Keith Heaton, the executive director of the coalition, said “we would do much good with these products if we can just get them to the market.”
“The world will be a better place both environmentally and economically with these products,” Heaton said.
Coalition board member Jack Lytle, a commissioner from Utah’s Daggett County, one of seven counties working to build the railroad, said the coalition’s multiyear work on the railroad is “a tremendous model for the state and other commissions on how things can get done.”
“This can be duplicated,” Lytle said.
Opponents of the rail line estimate the production and use of the Uinta Basin crude could increase greenhouse emissions in the U.S. by 1%. And then there are concerns with rolling heated oil along more than 200 miles of the Colorado River through Colorado.
“Approving this is the opposite of bold action,” said Ted Zukoski, an attorney with the Center for Biological Diversity who organized the lawsuit filed in the U.S. Court of Appeals. “It’s just flabbergasting. The priorities of our government are not about combating the climate crisis. They are about knuckling under to the power of the oil and gas industry. There is a disconnect here between the rhetoric and the action of this administration.”
Environmental groups could file a lawsuit objecting to the Forest Service’s final approval of the railroad through the Ashley National Forest.
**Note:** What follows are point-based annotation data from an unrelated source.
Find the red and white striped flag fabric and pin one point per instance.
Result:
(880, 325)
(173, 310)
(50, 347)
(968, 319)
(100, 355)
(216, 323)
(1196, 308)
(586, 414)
And then there are the lawsuits in Washington and Utah, which could stop or slow the project. But perhaps the best hope for environmental groups is with the market, where investors could be wary of long-term plays in fossil fuels.
“This is an expensive thing to build,” said Seed, who called the initial projected construction cost of $1.5 billion “a significant underestimate” in light of recent economic shifts. “Where is that money going to come from? There is a real concern that they will start building this and not finish it. Or it gets built and then doesn’t get used.”